56:04 - 56:10: ATPase components of the BAF complexes, this results in closing of chromatin and eviction of
56:10 - 56:15: these transcription factors, resulting in loss of their transcriptional programs and ultimately an
56:15 - 56:20: impact on cell survival. And we think this mechanism could serve, could function pretty
56:20 - 56:27: broadly across different tumor types, which have a very strong lineage transcription program,
56:28 - 56:36: including AML, right, where we see SPI1 transcription factor motifs are closed upon
56:36 - 56:43: BAF ATPase inhibition. So switching gears to AML, right, SPI1 seems to be an important
56:44 - 56:52: transcription factor in this disease. And in the dependency map database, right, many AML
56:52 - 56:57: cell lines have high expression of SPI1 and are highly dependent on SPI1 activity for survival.
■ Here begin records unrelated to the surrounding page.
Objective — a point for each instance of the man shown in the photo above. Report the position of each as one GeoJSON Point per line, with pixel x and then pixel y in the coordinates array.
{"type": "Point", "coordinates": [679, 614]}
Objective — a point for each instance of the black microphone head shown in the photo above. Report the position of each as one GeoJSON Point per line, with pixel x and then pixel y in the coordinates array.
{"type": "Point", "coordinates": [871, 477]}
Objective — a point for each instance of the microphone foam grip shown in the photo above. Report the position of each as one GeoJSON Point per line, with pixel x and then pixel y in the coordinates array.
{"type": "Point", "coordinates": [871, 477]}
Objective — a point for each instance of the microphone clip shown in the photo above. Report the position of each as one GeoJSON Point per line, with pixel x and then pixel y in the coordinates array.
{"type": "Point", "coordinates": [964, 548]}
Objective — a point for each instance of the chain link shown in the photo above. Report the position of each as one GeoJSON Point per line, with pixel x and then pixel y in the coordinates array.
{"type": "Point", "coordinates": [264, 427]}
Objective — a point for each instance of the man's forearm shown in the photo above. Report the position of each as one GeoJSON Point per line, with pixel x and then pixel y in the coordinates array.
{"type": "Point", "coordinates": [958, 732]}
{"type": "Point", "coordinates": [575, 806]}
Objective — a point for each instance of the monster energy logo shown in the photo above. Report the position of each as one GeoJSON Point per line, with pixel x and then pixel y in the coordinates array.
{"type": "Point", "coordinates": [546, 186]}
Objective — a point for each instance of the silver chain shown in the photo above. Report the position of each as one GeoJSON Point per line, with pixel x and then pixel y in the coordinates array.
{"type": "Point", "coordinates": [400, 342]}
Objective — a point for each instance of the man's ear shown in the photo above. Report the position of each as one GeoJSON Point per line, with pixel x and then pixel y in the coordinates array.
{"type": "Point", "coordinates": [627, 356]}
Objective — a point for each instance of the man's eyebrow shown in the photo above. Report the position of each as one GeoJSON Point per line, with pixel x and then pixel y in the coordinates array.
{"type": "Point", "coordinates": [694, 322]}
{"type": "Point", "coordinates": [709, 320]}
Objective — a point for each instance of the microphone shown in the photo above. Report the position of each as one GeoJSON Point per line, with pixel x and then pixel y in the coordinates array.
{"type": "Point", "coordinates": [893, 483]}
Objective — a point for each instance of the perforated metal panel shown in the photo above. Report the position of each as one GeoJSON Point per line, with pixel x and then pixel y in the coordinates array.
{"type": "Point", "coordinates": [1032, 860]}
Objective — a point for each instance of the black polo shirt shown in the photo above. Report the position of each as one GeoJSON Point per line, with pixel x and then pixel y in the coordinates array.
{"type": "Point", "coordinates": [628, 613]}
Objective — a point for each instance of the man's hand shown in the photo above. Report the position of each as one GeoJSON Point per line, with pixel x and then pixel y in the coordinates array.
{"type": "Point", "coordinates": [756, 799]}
56:58 - 57:05: And we can observe a nice growth inhibition of a variety of AML cell line models with our
57:05 - 57:17: tool compounds. Like what we've observed in uveal melanoma, we think that the activity in AML is
57:17 - 57:24: also driven, at least in part, through an apoptotic mechanism, where at least in MV411 here
57:24 - 57:29: and also in other cell types, we can see a dose-dependent induction in the sub-G1 population
57:30 - 57:36: and also, you know, evidence of apoptosis by annexin V and PI double staining.
57:39 - 57:45: Mechanistically, again, we think this is quite similar, where inhibition of these BAF complexes
57:45 - 57:50: results in closing of chromatin at a subset of sites. These sites are highly enriched,
57:50 - 57:55: again, for SPI1 binding motifs. And if we take this one step further, when we look by ChIP-seq,
57:55 - 58:02: we can also see that SPI1 occupancy is reduced dramatically at these sites.
58:08 - 58:15: If we treat a variety of AML xenograft models with, this is actually with our clinical compound,
58:16 - 58:22: FHD286, we can see a nice dose-dependent tumor growth inhibition across a variety of models.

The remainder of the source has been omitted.